One priest, who asked not to be named, said he was carrying out at least one exorcism a fortnight.
“There has been a recruitment of pagan practices, and it’s sheer poison.”
His claim has provoked an angry reponse from the Pagan Awareness Network (PAN), an association representing wiccans, pagans, and other followers of nature-based faiths.
“A pagan ritual is no more dangerous than going to a church, a temple, or a mosque,” says PAN president David Garland.
“The Catholic Church is once again trying to create a moral panic about devil-worship and the occult. This kind of fear-mongering belongs in the Middle Ages, not in the 21st century.
“Exorcisms endanger lives and physical safety. Anyone worried that they might be possessed by spirits should seek referral to a psychiatrist or other mental health expert, not a witch-doctor in a priest’s collar.
“The Catholic Church should ban this barbaric practice.”
In 2007, a New Zealand woman died after a botched exorcism in Wellington. Nine participants in the ritual have since been charged with manslaughter.
In June 2005, in Romania, a 23-year-old nun was found crucified to a wall in her convent room.
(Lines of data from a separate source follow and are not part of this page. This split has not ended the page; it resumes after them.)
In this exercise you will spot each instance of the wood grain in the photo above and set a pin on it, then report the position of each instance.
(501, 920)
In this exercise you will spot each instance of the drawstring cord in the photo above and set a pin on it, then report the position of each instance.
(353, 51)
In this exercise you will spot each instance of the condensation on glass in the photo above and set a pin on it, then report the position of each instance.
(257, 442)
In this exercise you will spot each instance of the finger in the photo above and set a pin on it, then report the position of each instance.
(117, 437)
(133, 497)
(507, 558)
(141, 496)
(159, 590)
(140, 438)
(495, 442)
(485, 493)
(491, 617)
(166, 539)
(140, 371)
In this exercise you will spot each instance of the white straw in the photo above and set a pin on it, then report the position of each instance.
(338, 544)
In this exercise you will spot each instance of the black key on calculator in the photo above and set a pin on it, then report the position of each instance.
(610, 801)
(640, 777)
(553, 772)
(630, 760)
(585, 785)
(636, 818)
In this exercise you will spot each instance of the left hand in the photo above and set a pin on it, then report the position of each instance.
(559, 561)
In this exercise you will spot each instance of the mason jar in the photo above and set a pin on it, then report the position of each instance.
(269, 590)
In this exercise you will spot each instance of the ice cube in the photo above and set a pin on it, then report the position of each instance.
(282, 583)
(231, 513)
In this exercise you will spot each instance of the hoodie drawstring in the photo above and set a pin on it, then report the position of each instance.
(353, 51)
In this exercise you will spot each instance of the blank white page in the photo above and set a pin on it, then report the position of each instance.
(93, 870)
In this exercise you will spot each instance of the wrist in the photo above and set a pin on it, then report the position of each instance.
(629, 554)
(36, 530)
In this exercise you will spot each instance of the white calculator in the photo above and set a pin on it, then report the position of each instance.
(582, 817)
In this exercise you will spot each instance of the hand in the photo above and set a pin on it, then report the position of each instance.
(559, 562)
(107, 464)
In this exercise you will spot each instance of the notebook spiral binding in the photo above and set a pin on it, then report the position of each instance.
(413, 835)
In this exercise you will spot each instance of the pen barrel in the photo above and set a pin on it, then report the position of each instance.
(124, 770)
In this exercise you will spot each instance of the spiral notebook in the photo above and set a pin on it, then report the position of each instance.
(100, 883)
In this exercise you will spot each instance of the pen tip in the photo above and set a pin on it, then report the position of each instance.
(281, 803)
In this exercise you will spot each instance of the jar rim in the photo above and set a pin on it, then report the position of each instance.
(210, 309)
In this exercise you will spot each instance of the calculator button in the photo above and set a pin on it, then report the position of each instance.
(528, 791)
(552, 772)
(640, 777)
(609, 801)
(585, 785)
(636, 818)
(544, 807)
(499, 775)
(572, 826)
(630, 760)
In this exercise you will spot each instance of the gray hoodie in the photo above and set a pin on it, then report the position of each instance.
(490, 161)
She had been undergoing exorcism with Father Daniel Corogeanu, a Romanian Orthodox priest, who consequently was charged with her murder.
Mr Garland said that according to 2006 Census, there were more than 40,000 Pagans of different denominations across Australia, “all remarkably unaffected by demonic possession”.
“Pagans see the Devil as a Judeo-Christian invention, and do not believe in his existence,” he said.